New year, new challenges, new opportunities. In London’s rental market, those challenges and opportunities revolve around a combination of Government legislation, which may have led to a lack of supply in the market, and ultimately, the price increases that comes with it. Some of the legislation which we think could be contributing to an unsettled market include the following:

The Tenants Fees Act 2019
This passed into law in February 2019, and means letting fees were banned in England from June 1 2019, after already being banned in Scotland. This means all payments ‘in connection with the tenancy of housing in England’ are no longer allowed, unless they come under the list of permitted payments, which includes, tenancy deposit, capped at a maximum of five weeks’ rent if the total yearly rent is under £50,000, or six weeks’ if it’s £50,000 or more, fees for ending a tenancy early, change of tenancy and a many more.

Stamp duty on second homes
Buyers of second homes, including buy-to-let properties, now need to pay an extra 3% in Stamp Duty on top of current rates for each band. This increased rate applies to properties bought for £40,000 or more. This will be a blocker for some, especially those people attempting their first foray into the rental market.

The Tenant Tax
Ignoring the slightly disingenuous name, this was first discussed in the emergency budget in 2015, and is set to be fully enforced by April this year.
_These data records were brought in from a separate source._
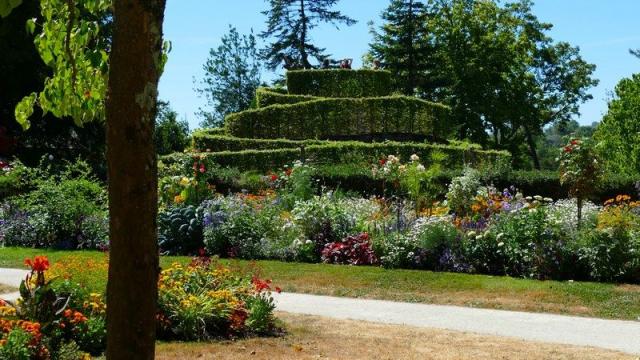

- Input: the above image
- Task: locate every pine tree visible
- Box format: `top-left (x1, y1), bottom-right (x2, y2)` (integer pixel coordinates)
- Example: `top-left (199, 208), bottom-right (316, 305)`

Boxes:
top-left (369, 0), bottom-right (435, 95)
top-left (260, 0), bottom-right (356, 70)
top-left (195, 25), bottom-right (261, 127)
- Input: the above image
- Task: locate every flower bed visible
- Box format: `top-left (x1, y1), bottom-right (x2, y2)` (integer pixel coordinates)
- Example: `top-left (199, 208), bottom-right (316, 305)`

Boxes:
top-left (157, 158), bottom-right (640, 284)
top-left (0, 255), bottom-right (280, 358)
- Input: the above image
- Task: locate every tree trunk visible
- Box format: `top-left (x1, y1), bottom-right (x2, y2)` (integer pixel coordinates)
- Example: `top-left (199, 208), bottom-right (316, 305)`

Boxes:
top-left (524, 125), bottom-right (541, 170)
top-left (299, 0), bottom-right (311, 69)
top-left (105, 1), bottom-right (166, 359)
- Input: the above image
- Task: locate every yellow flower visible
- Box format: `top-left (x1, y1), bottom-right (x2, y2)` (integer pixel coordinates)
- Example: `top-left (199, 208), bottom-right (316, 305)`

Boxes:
top-left (179, 177), bottom-right (190, 187)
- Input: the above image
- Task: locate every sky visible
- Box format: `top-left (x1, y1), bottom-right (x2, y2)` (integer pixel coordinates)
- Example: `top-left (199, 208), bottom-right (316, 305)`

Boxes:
top-left (158, 0), bottom-right (640, 130)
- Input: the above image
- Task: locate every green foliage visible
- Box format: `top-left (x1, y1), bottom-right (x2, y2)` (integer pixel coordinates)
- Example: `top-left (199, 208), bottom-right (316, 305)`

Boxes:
top-left (368, 0), bottom-right (597, 167)
top-left (0, 159), bottom-right (107, 249)
top-left (368, 0), bottom-right (435, 95)
top-left (594, 73), bottom-right (640, 177)
top-left (195, 25), bottom-right (261, 127)
top-left (155, 101), bottom-right (190, 155)
top-left (15, 0), bottom-right (112, 129)
top-left (0, 328), bottom-right (32, 360)
top-left (577, 227), bottom-right (640, 283)
top-left (559, 138), bottom-right (603, 225)
top-left (445, 167), bottom-right (483, 216)
top-left (286, 69), bottom-right (392, 97)
top-left (0, 0), bottom-right (22, 18)
top-left (226, 95), bottom-right (450, 140)
top-left (260, 0), bottom-right (356, 70)
top-left (255, 87), bottom-right (319, 107)
top-left (157, 205), bottom-right (205, 255)
top-left (161, 141), bottom-right (510, 173)
top-left (192, 134), bottom-right (326, 152)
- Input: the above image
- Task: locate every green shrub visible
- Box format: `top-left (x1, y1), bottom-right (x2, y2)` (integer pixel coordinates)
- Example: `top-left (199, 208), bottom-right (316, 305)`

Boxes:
top-left (225, 96), bottom-right (450, 140)
top-left (192, 134), bottom-right (326, 152)
top-left (255, 87), bottom-right (319, 108)
top-left (161, 142), bottom-right (510, 173)
top-left (158, 205), bottom-right (205, 255)
top-left (2, 177), bottom-right (107, 249)
top-left (286, 69), bottom-right (392, 97)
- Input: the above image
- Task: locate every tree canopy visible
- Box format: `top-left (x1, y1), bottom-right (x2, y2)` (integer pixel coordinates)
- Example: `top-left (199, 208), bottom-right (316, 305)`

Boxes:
top-left (260, 0), bottom-right (356, 70)
top-left (195, 25), bottom-right (261, 128)
top-left (368, 0), bottom-right (598, 169)
top-left (368, 0), bottom-right (437, 95)
top-left (594, 73), bottom-right (640, 177)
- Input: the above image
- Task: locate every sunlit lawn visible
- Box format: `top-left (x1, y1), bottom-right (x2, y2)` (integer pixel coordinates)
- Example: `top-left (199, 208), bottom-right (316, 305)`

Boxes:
top-left (1, 247), bottom-right (639, 320)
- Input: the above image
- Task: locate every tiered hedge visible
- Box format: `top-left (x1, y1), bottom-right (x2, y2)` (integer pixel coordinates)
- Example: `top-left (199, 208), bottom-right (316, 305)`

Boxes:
top-left (255, 87), bottom-right (319, 108)
top-left (225, 96), bottom-right (450, 140)
top-left (161, 141), bottom-right (510, 173)
top-left (286, 69), bottom-right (392, 98)
top-left (192, 134), bottom-right (327, 152)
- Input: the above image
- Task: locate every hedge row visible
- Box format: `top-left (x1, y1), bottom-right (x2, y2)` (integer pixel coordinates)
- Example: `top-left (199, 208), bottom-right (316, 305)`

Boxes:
top-left (161, 141), bottom-right (510, 173)
top-left (192, 134), bottom-right (327, 152)
top-left (255, 87), bottom-right (319, 108)
top-left (225, 96), bottom-right (450, 140)
top-left (286, 69), bottom-right (392, 98)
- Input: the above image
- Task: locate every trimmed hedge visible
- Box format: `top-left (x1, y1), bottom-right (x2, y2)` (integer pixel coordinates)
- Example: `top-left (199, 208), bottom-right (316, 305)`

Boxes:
top-left (255, 87), bottom-right (319, 108)
top-left (161, 141), bottom-right (510, 173)
top-left (192, 134), bottom-right (327, 152)
top-left (286, 69), bottom-right (392, 98)
top-left (225, 96), bottom-right (450, 140)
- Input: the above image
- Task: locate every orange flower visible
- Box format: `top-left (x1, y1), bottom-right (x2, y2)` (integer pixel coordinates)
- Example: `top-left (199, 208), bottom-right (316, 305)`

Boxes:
top-left (24, 256), bottom-right (50, 272)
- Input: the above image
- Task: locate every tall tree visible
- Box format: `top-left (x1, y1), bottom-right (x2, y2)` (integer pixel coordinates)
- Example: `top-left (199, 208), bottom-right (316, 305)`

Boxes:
top-left (195, 25), bottom-right (261, 127)
top-left (106, 0), bottom-right (166, 358)
top-left (2, 0), bottom-right (167, 357)
top-left (593, 73), bottom-right (640, 177)
top-left (260, 0), bottom-right (356, 70)
top-left (406, 0), bottom-right (597, 168)
top-left (368, 0), bottom-right (436, 95)
top-left (155, 100), bottom-right (189, 155)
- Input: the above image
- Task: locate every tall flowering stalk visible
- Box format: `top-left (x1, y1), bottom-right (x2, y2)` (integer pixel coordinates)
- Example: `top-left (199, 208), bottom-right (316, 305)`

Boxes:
top-left (558, 138), bottom-right (602, 227)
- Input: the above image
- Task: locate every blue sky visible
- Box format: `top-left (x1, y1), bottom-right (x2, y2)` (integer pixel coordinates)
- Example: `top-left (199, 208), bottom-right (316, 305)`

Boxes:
top-left (158, 0), bottom-right (640, 130)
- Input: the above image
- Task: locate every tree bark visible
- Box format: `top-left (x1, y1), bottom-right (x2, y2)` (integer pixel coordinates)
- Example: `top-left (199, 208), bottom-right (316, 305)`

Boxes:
top-left (524, 125), bottom-right (541, 170)
top-left (105, 0), bottom-right (165, 359)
The changes mean people will no longer be able to deduct mortgage interest costs from your taxable profits if the property is owned by an individual.

What’s next for the market?
There have been increases in rent over the past 12-months, with Letting Agent Today reporting, ‘Greater London rents have risen an average of four per cent in the past year [2019] - but some boroughs performing above-average have seen rent increases up to an extraordinary 14 per cent.’ Using data from property market monitoring website, Home, LAT goes on, ‘Wandsworth in the south of the capital has seen the largest rise - just over 14 per cent - with Hackney, Haringey, Hammersmith and Fulham, Southwark and Islington also seeing rent increases of 10 per cent or more.’

The increase in rents is indicative of low supply across the capital. Between late 2015 and early 2017, rent in the capital dropped by nearly 10 per cent due to an influx of new properties. But in Zoopla’s rental market report for the third quarter of 2019, the property company says, ‘An increase in the supply of homes for rent - as investors rushed to buy homes before April 2016 increased supply at a time when affordability was approaching a high point in mid 2015. At the same time, the EU referendum result impacted levels of in-migration while the growth in employment also started to slow. The net result was a realignment of rental levels with modest falls registered across London.’

Supply is limited, but this makes for steady or neutral growth for landlords who stick to the market. Zoopla’s report goes on, ‘rental growth in London has turned positive since 2018, on tighter supply and increased demand. More recently, rental growth has plateaued at c2% and has increased to +2.3%.’

So, in short, prices are increasing due to diminishing or unchanging demand, uncertainty amongst renters and landlords waiting to see how policy may affect their business or investments.